Each week I get a report on the state of gasoline prices in Detroit and the outlook for what’s likely to occur from GasBuddy.com. And for the week of June 4 (the day this is being written), gasoline prices in the area are down. GasBuddy.com finds that as of June 3, prices “were 47.0 cents per gallon lower than the same day one year ago and are 17.8 cents per gallon lower than a month ago.”
So that’s the half-full part. Who doesn’t want to pay less for gasoline?
But then when we get to some of the analysis provided by Patrick DeHaan, the firm’s senior petroleum analyst, things begin to be a bit mixed. That is, he pointed out, “With significant downward pressure on oil prices last week, motorists will continue to see prices sliding east of the Rockies, and even the West Coast will start to get in on the action, thanks to a supply situation that appears to be turning around.” That, of course, is good news.
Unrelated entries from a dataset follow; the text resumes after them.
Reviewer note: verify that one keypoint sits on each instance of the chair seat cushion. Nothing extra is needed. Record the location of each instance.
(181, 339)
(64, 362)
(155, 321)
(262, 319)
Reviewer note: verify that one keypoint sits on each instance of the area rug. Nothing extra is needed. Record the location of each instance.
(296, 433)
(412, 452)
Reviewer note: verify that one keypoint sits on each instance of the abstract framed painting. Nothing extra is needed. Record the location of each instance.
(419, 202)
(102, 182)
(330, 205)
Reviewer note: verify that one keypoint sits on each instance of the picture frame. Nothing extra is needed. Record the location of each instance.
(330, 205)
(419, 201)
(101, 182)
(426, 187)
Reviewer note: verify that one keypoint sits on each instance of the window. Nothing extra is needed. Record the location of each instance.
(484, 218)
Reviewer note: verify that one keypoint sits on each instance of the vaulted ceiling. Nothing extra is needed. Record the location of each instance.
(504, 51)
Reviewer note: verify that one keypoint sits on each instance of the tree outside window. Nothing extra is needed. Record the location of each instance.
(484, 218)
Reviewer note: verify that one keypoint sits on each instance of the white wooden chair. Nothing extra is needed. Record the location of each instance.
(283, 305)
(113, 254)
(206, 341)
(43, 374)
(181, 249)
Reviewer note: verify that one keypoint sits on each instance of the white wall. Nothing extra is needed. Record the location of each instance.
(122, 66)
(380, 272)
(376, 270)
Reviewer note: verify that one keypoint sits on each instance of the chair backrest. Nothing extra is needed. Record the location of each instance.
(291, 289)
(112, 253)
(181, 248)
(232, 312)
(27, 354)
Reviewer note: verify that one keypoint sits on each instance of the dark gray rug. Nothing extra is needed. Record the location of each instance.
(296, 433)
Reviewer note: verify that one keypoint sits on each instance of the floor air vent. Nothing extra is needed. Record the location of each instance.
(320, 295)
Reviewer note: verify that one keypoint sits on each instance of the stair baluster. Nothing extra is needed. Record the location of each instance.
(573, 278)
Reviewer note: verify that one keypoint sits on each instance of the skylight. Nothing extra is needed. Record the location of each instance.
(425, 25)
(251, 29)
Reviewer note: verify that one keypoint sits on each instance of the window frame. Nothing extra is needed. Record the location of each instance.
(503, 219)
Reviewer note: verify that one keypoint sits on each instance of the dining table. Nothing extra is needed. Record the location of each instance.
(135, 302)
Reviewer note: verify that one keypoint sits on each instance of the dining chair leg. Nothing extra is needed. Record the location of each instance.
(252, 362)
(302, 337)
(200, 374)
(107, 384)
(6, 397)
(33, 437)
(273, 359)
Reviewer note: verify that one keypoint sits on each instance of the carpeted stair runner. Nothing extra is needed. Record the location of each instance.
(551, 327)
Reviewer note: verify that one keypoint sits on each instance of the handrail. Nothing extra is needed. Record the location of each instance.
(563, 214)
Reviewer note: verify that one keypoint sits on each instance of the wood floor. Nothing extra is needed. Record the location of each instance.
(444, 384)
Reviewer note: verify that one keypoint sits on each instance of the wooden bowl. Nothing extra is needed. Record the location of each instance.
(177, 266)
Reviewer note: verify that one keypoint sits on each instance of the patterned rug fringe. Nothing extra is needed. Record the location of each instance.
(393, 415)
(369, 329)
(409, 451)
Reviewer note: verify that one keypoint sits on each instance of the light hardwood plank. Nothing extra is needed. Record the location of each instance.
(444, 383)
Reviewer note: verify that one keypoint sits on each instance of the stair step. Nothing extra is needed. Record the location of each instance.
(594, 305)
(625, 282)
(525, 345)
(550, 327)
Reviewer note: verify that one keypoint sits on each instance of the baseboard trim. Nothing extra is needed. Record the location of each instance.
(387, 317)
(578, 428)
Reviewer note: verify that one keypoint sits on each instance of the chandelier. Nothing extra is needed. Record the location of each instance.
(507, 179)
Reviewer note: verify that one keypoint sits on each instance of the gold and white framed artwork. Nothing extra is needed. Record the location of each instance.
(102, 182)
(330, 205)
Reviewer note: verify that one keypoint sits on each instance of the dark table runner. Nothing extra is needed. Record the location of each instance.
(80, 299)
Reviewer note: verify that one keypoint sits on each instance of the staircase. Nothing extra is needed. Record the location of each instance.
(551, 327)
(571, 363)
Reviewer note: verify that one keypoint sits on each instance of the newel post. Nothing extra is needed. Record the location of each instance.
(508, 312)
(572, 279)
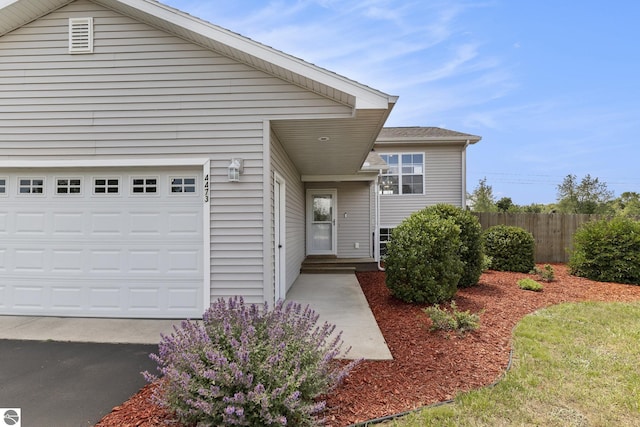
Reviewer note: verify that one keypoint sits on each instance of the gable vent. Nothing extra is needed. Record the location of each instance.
(80, 35)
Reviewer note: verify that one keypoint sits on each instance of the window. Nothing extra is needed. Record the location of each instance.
(405, 174)
(106, 186)
(31, 185)
(144, 185)
(183, 185)
(68, 186)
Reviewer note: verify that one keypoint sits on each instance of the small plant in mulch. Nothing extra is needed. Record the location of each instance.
(453, 320)
(528, 284)
(247, 365)
(545, 273)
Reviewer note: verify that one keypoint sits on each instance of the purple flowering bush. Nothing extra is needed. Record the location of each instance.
(246, 365)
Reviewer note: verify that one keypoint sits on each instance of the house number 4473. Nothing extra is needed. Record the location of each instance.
(206, 188)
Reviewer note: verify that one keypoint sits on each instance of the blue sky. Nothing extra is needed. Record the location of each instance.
(553, 87)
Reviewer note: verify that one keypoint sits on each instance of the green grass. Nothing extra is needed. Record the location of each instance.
(574, 364)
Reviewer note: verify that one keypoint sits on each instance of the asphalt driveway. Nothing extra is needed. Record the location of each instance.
(67, 384)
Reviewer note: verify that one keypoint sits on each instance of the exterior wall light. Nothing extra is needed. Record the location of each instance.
(235, 169)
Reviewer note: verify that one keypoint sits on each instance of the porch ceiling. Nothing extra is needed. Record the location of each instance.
(349, 142)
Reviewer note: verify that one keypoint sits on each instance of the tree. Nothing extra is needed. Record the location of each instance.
(588, 196)
(505, 205)
(627, 205)
(482, 199)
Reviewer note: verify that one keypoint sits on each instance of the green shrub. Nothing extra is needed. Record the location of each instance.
(422, 263)
(607, 251)
(246, 365)
(486, 262)
(545, 273)
(455, 320)
(510, 248)
(470, 251)
(530, 285)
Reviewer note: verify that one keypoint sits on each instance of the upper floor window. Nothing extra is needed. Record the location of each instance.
(405, 174)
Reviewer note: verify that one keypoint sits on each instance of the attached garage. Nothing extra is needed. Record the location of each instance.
(103, 242)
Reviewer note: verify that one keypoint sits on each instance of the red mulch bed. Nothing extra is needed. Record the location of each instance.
(428, 367)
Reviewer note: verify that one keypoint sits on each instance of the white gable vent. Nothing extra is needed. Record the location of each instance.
(80, 35)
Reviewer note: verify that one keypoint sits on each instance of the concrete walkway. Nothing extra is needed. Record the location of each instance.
(77, 329)
(338, 300)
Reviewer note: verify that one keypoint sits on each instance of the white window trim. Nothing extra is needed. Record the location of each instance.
(400, 174)
(68, 178)
(144, 193)
(30, 194)
(106, 178)
(182, 193)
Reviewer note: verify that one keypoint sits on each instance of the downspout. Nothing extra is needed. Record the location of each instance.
(377, 230)
(464, 175)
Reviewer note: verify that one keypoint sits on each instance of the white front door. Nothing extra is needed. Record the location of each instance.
(321, 222)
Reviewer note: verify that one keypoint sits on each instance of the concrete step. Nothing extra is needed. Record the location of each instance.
(327, 269)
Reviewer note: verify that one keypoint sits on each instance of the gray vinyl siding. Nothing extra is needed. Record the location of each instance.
(442, 182)
(295, 208)
(354, 199)
(147, 94)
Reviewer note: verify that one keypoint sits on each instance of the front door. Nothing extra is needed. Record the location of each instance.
(321, 222)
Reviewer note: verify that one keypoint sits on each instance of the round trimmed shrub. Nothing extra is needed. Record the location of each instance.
(470, 251)
(422, 263)
(510, 248)
(607, 251)
(247, 365)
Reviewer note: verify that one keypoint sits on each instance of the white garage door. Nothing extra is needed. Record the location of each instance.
(101, 242)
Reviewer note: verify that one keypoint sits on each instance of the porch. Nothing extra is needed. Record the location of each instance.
(331, 264)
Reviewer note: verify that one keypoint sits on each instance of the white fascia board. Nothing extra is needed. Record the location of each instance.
(362, 176)
(111, 162)
(426, 140)
(366, 97)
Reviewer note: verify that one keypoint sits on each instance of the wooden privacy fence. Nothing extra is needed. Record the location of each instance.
(553, 233)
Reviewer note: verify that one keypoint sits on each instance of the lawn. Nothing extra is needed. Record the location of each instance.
(574, 364)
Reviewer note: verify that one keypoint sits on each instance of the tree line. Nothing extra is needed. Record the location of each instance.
(588, 195)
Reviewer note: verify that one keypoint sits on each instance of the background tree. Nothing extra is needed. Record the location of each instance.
(588, 196)
(482, 198)
(627, 205)
(506, 205)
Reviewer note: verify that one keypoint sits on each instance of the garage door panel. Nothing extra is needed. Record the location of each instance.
(87, 255)
(68, 223)
(30, 223)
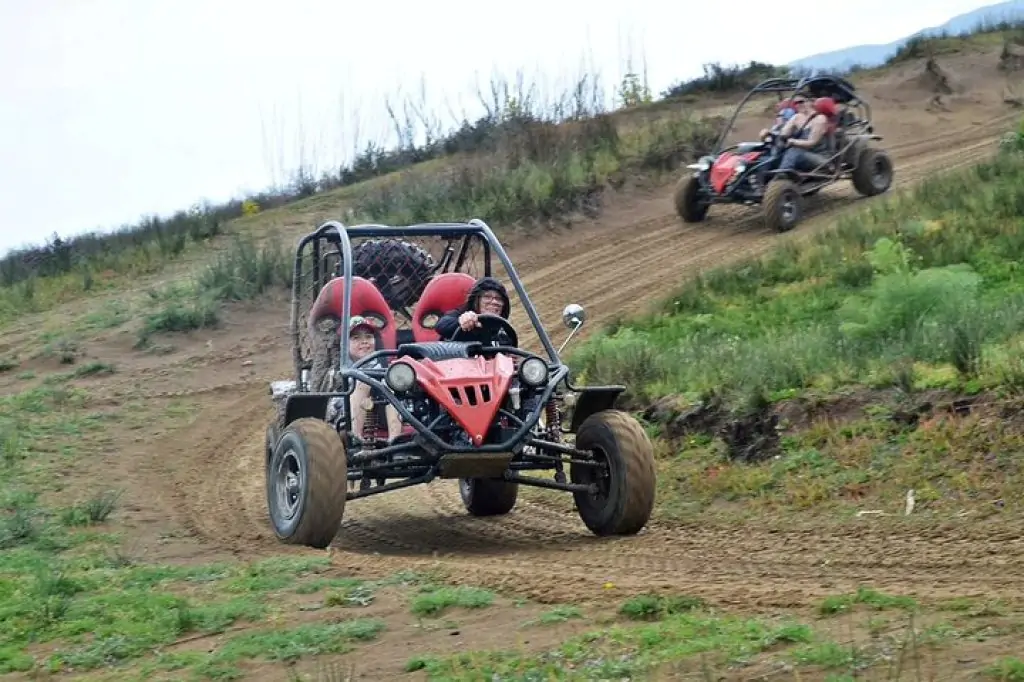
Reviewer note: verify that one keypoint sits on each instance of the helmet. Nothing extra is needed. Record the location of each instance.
(825, 105)
(357, 322)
More supply is a good thing.
Speaking of the supply, according to the U.S. Energy Information Agency, “At almost 2.5 million bbl/d in the first quarter of 2012, Canada is by far the United States' top crude supplier, with Saudi Arabia a distant second at 1.4 million bbl/d. But the latter, too, has sent increasing volumes of crude to the United States in recent months, with first-quarter average imports up by 294,000 bbl/d year-over-year.” Again, good, especially the Canadian part, vis-à-vis the supply.
But DeHaan went on to add, “Also pushing down oil prices last week was a frightening jobs report, as well as continued concerns about European debt problems.” In other words, there is a slowdown in the U.S. economy, which means that less oil is being consumed, which increases the supply, which decreases the price—for those who can buy it. And the situation in Europe is largely a financial mess, which has a number of consequences, including those that have an effect on their sourcing of energy supplies.
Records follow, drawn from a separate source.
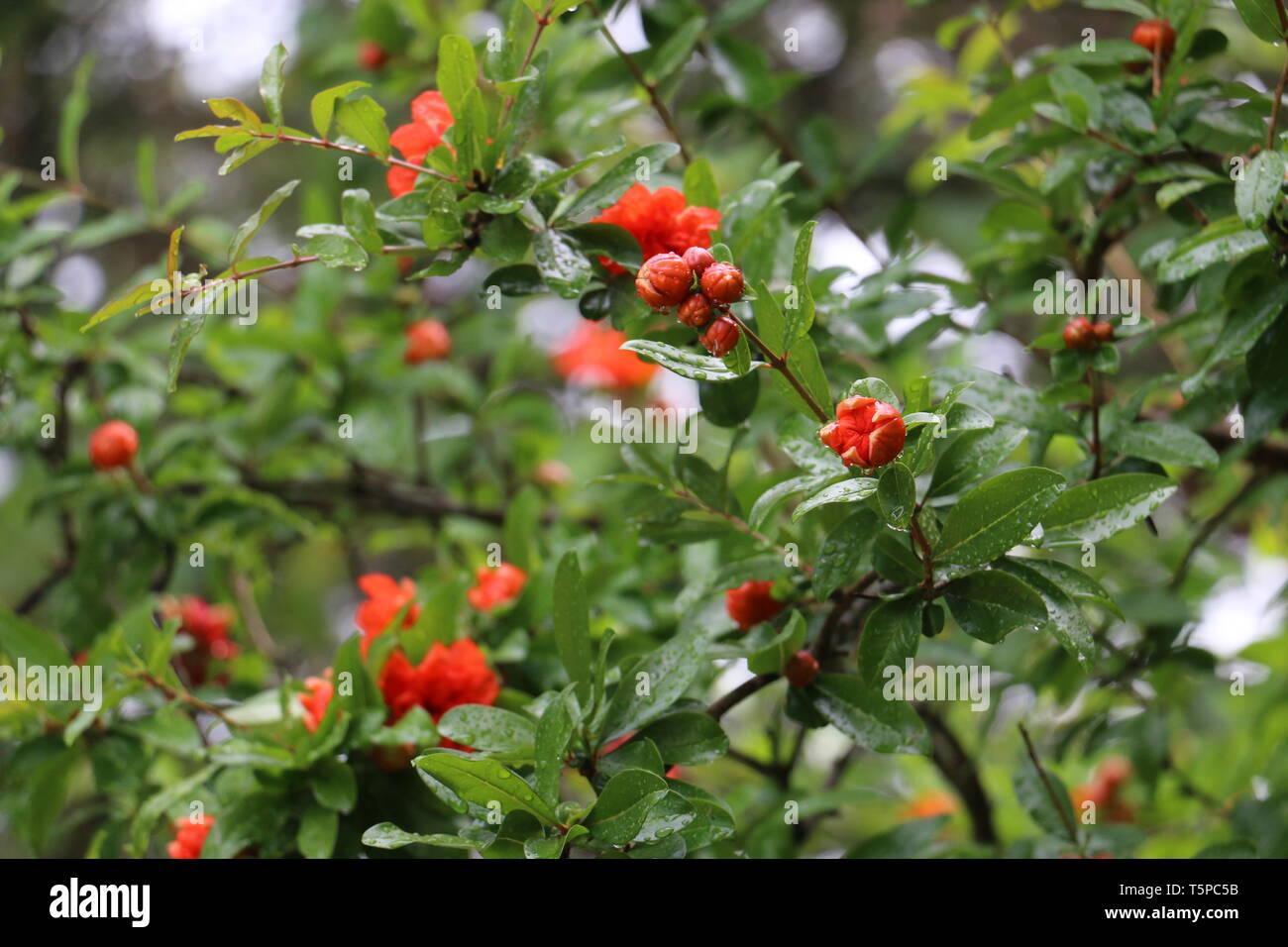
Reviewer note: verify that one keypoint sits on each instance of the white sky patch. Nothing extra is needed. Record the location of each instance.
(1240, 609)
(231, 38)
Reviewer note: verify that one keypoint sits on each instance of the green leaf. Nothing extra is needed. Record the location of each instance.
(1163, 442)
(1098, 509)
(971, 457)
(846, 551)
(21, 639)
(635, 166)
(336, 249)
(270, 82)
(668, 673)
(75, 108)
(1067, 622)
(1222, 241)
(688, 738)
(572, 622)
(862, 714)
(675, 51)
(253, 224)
(684, 363)
(237, 111)
(386, 835)
(490, 729)
(997, 514)
(364, 121)
(623, 805)
(1080, 97)
(909, 840)
(1257, 192)
(798, 318)
(360, 219)
(1078, 583)
(334, 785)
(482, 781)
(322, 107)
(991, 604)
(458, 71)
(561, 263)
(699, 184)
(554, 731)
(897, 495)
(890, 637)
(318, 827)
(846, 491)
(1261, 18)
(772, 657)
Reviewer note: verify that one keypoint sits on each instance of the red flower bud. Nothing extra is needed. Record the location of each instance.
(698, 258)
(802, 669)
(426, 339)
(372, 54)
(1154, 34)
(114, 444)
(695, 311)
(751, 603)
(722, 282)
(867, 433)
(1078, 334)
(664, 279)
(720, 337)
In addition to which, the Chinese economy is slowing of late, which is good from the standpoint of the availability of oil on the world market (don’t forget that it is the largest vehicle market in the world right now and it has been growing at an amazingly extraordinary rate; now it is probably just extraordinary).
So while there is increased production of crude from places like Canada and Saudi Arabia, there is also a real or anticipated decreased demand. This is the half-empty part.
One of the consequences of this decrease in oil prices may be that consumers begin to feel that holding off on that F-150 (with the V8, not the EcoBoost) or Cadillac Escalade is something that they no longer need to do (this category of consumers, of course, consists of those who continue to be employed). So this ups the demands for the full-size vehicles, which ups the production of said vehicles.
But then, let’s posit, that (1) the U.S. economy gets stronger; (2) the Euros get their financial house in order; (3) the Chinese get back on track; (4) and/or something goes awry in the Middle East and Saudi production is affected.
Any of these can have the consequence of driving the cost of gasoline back up.* And chances are, those people with the full-size vehicles aren’t going to be so happy, anymore. And there is the very real risk that OEMs who were happily cranking up the production of full-size trucks will find that the market has shifted to mid-sized cars and crossovers.
This means things are less than half-empty.
Here’s hoping that the executives running the North American car companies do a better job of managing their supplies and expectations than those who were evidently fitted with rose-colored glasses and in charge just a very few years ago.
*Note: This is not to argue against an improving U.S. economy, a solution to the Euro debt crisis, GM selling more Buicks and whatnot in Beijing, or for a crisis in the Middle East. It is to point out that there are a variety of factors that can have an almost-immediate effect on what you pay at the pump.